The present study published 5-year follow-up results from the Huang et al. trial which represents the longest follow-up of single-agent neoadjuvant PD-1 blockade. Thirty patients were included in the analysis with a median follow-up of 61.9 months. No deaths occurred in patients with MPR or complete pathologic response (pCR) (n=8) compared to the remainder of the cohort (72.8% 5-year overall survival, p=0.12). 5-year disease-free survival was 75.0% for patients with MPR compared to 63.6% in the remainder of the cohort (p=0.41).
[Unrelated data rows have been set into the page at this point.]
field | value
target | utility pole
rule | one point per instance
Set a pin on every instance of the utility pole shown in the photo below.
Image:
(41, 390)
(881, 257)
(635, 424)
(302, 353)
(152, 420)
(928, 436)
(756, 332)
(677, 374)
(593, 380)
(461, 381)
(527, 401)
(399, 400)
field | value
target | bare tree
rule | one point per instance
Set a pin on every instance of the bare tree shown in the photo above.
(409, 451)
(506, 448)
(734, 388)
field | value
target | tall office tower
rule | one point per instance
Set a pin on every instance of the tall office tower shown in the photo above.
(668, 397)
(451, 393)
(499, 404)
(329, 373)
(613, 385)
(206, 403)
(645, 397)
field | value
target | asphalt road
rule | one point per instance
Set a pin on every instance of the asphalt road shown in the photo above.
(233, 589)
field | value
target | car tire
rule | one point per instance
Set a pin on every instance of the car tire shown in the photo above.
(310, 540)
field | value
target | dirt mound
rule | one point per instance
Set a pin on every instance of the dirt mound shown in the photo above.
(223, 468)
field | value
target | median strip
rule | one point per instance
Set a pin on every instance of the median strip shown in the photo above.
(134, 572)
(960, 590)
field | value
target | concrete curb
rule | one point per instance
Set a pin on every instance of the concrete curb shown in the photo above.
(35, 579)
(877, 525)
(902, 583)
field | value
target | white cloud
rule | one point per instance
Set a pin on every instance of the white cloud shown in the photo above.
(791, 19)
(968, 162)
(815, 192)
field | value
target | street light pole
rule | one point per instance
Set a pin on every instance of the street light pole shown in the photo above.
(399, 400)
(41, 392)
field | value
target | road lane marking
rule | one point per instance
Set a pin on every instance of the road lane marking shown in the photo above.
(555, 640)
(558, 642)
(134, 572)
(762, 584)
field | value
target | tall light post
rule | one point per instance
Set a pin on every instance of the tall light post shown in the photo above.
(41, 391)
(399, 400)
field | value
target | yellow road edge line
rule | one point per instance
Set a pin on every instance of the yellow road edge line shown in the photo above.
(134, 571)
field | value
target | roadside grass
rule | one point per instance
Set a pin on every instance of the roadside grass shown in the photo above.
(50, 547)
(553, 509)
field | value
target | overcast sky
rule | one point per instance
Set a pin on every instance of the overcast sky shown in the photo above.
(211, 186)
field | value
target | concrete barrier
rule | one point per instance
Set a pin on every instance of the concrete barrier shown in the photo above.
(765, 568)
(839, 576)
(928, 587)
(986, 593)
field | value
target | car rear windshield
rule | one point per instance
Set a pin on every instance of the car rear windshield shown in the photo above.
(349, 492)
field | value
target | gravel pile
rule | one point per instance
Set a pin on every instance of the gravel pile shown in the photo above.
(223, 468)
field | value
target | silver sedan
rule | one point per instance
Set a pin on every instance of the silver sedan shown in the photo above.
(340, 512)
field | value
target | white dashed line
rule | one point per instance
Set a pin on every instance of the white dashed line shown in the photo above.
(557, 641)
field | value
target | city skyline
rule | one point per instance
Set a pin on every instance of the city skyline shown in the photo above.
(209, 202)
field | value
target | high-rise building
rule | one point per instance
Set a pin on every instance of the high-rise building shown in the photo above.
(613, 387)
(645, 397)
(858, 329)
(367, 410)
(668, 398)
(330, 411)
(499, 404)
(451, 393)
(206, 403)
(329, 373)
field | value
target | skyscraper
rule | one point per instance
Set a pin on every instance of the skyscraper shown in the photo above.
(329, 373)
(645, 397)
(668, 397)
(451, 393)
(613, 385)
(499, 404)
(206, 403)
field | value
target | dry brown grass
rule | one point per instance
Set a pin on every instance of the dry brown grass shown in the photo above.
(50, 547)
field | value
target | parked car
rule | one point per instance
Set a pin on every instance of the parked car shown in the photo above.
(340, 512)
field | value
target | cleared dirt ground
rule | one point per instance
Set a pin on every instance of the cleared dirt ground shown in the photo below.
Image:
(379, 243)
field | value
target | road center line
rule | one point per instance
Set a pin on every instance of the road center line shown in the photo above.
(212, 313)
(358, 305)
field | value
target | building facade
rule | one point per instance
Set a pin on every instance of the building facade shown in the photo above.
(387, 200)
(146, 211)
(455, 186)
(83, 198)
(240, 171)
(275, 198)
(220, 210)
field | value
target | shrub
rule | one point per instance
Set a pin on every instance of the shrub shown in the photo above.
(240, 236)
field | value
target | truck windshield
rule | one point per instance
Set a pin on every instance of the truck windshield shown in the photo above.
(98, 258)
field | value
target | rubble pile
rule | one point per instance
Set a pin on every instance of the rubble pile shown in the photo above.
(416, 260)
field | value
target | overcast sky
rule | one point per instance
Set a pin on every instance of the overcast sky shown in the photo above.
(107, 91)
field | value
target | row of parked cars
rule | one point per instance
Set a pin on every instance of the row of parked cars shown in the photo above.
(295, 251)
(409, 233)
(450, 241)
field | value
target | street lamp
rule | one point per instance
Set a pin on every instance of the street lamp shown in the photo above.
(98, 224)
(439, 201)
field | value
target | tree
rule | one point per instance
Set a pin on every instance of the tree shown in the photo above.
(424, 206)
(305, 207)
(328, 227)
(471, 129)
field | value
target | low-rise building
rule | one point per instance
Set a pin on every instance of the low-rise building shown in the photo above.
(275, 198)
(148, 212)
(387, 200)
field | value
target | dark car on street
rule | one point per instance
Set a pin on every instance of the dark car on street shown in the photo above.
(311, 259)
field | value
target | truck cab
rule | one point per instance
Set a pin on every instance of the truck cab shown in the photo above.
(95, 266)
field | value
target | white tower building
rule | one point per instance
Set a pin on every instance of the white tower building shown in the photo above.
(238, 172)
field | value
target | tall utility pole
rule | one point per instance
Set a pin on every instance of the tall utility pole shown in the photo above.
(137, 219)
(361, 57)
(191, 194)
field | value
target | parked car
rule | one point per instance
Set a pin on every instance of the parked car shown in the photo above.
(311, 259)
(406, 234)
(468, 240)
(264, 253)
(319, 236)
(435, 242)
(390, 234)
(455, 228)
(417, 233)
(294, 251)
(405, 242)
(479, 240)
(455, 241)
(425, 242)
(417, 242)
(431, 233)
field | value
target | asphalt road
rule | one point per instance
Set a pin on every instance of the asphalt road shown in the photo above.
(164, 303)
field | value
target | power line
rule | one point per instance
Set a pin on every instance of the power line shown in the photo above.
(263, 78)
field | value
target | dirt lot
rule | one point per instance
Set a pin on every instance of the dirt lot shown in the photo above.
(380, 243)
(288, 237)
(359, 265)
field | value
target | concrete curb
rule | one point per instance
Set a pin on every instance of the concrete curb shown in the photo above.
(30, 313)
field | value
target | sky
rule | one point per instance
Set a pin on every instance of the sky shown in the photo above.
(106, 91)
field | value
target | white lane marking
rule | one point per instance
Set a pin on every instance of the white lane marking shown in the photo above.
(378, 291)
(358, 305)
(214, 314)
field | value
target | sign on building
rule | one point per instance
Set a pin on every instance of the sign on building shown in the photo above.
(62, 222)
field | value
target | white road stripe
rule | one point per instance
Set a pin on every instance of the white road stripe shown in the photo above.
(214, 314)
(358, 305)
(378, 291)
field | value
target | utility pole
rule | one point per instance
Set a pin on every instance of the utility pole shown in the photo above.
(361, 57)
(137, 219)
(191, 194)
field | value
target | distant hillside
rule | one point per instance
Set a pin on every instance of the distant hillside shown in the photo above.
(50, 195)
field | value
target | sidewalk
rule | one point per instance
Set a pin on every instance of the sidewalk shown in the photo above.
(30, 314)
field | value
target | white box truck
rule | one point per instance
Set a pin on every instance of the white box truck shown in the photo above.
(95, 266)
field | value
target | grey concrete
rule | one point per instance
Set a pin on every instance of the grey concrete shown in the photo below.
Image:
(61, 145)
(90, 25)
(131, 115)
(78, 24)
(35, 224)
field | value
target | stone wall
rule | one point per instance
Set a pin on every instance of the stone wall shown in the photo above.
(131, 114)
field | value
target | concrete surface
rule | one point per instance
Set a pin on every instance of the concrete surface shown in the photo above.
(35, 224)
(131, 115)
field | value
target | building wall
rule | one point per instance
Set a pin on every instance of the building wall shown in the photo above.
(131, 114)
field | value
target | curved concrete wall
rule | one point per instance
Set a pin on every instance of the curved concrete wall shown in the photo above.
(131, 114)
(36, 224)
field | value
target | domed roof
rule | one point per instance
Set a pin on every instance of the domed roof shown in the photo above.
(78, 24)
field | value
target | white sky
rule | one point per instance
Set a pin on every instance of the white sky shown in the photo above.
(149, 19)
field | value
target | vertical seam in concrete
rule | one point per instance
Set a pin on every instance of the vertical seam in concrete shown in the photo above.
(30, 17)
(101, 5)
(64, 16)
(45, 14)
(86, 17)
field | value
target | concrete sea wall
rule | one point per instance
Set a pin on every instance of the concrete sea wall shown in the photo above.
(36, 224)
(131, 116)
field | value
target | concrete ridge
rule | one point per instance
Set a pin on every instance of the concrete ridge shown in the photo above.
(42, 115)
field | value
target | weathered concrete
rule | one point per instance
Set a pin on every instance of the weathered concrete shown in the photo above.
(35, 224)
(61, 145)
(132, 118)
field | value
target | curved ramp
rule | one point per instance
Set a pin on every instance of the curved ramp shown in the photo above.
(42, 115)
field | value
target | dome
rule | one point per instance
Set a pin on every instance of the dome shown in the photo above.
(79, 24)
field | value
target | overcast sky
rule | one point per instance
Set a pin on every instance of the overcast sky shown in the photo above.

A total of 10 patients in the cohort developed a recurrence. Of those with recurrence 8 of 22 (36%) were from pathologic non-responders (pNR) and 2 of 10 (20%) from patients with MPR. There were no recurrences in the pCR group. Median time to recurrence in the MPR group was 3.9 years compared to a median of 0.6 years in the patients with >10% viable tumor (P=0.04). Additionally, patients with MPR who develop recurrences appear to be responsive to subsequent treatment without any resulting in deaths after 5 years of follow-up.

This study has some limitations that should be considered. First, the data were generated from a phase Ib trial, which limits the statistical power to detect significant differences due to the small sample size. Additionally, this study lacked the comparison group of adjuvant therapy without the use of neoadjuvant pembrolizumab. Despite these limitations, the study was one of the first to provide long term follow up for patients with melanoma after receiving one dose of neoadjuvant pembrolizumab.

Bottom Line:
This study highlights the long-term efficacy of single-agent neoadjuvant/adjuvant PD-1 blockade in patients with resectable stage III/IV cutaneous melanoma and highlights the importance of long-term follow-up for these patients. Response to neoadjuvant therapy remains an important prognosticator.

Trauma/Surgical Critical Care

Analysis of Social Media Involvement in Violent Injury
Garcia Whitlock AE, Gill BP, Richardson JB, Patton DU, Strong B, et al. JAMA
Contributor: Kathleen Davin

Brief Synopsis

Synopsis:
Penn Surgery chief resident Dr. Garcia Whitlock and colleagues performed a cross-sectional study using crime reports from a police department to assess patterns of social media use in violent and nonviolent crimes, and its association with injury. The authors found that social media was involved in 1.4% of violent crimes, and that social media threats were associated with injury.

Summary:
While emerging research indicates that online interactions may escalate in-person conflict and violence, the frequency with which social media plays a role in violent crime remains unclear. Therefore, this cross-sectional study used deidentified crime reports from the Prince George’s County Police Department (PGPD) in Maryland, which routinely collects information about social media use, to quantify the relationship between crime, violence, and social media use among survivors, witnesses, and suspects. For each report, they assessed use of social media, platform, presence of threat, demographics, and categorized offenses into violent and nonviolent.

They analyzed reports of 90,108 offenses, finding that 1,517 (1.7%) of all offenses and 208 (1.4%) of 15,168 violent offenses involved social media use. Of these violent offenses, 91 resulted in injury (42%). Additionally, when social media was used to threaten, 20 of 28 cases (74%) resulted in injury. Instagram was the most implicated platform (19 of 33 threats, 57.6%). Overall, social media was involved in 1.4% of violent crimes and social media threats were associated with injury. Given this association, they posit that identifying online threats could represent a novel focus for developing violence prevention interventions on these platforms. 

This study does have some limitations. Social media and online phenomena change rapidly, which may mean use and patterns are not accurately reported to police in crime reports. Additionally, given that this is a cross-sectional study, it is limited in its ability to provide conclusions of causality between social media use and violent/nonviolent crimes.

Bottom Line:
There is an association between social media threats and real-world violence, and identifying online threats could represent a novel target for violence prevention interventions on these platforms.